Primary informations
Username: chindemi
Cluster: Yggdrasil
Description
After the maintenance I noticed several issues with the scheduler:
- Submission errors (i.e.
sbatch: error: Batch job submission failed: Unable to contact slurm controller (connect failure)
),
- Resource specification errors (i.e. requesting a GPU but getting a job without GPU enabled, see job 15141474),
- Completed job not releasing the resources.
Could you please have a look?
Thanks!
Giuseppe
Hi @Giuseppe.Chindemi ,
I quickly solved the issue, but I will investigate tomorrow on the morning.
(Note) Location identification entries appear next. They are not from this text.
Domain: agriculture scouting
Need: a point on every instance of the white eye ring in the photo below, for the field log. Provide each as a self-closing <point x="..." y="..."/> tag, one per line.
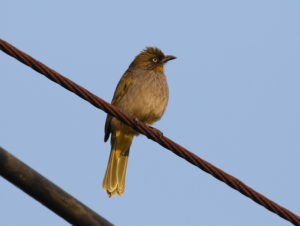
<point x="154" y="60"/>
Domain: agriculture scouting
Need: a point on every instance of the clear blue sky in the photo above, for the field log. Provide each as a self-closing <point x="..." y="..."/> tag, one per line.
<point x="234" y="101"/>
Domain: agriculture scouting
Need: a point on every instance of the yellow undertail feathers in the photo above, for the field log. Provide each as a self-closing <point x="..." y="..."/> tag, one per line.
<point x="114" y="179"/>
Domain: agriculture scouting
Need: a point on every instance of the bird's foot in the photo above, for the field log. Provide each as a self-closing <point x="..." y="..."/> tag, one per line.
<point x="160" y="134"/>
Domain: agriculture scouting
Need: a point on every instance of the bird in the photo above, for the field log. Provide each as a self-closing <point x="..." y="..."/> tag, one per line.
<point x="143" y="93"/>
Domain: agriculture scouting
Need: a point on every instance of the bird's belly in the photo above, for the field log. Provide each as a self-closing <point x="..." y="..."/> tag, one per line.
<point x="147" y="102"/>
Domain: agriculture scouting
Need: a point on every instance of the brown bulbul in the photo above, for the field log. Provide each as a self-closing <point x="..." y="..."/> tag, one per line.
<point x="143" y="93"/>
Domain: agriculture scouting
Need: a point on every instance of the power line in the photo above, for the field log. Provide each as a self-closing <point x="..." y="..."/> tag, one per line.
<point x="150" y="133"/>
<point x="47" y="193"/>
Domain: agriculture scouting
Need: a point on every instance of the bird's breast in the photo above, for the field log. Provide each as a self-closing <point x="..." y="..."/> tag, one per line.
<point x="147" y="97"/>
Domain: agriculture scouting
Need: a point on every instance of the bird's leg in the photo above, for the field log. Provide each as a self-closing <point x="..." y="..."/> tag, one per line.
<point x="136" y="120"/>
<point x="160" y="134"/>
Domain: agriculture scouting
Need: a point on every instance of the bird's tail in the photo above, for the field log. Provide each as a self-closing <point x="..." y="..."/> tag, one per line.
<point x="114" y="179"/>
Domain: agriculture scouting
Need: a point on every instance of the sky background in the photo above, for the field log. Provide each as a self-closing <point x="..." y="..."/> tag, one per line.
<point x="234" y="101"/>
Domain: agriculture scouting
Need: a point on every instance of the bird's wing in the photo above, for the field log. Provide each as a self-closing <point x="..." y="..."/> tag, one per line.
<point x="122" y="87"/>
It could happen again during the night
Best regards
Thank you very much Adrien!
1 Like
Hi,
I’m having the same issue in yggdrasil. unable to contact slurm controller.
Thanks!
Hi,
Same, “unable to contact slurm controller”
Thank you
Hi,
I am observing jobs with a timeout after 19:33:25 for example, where the time limit was 12h. Based on the logs I see that the program execution finished in 2:07:37.
Best regards,
Maciej Falkiewicz
Hello,
Over the weekend I observed the following:
- 2 jobs restarted after completion,
- Job 15244189 is still running, but the actual program terminated yesterday evening.
Cheers,
Giuseppe
Hi @maciej.falkiewicz
Could you give the JobID ?
Hi All,
The issue has been solved. Slurm can have a strange behavior when it fails, so we will not take into account all the problems mentioned during the failure.
If it occur again let us know, we will investigate.
We apologize for the inconvenience
2 Likes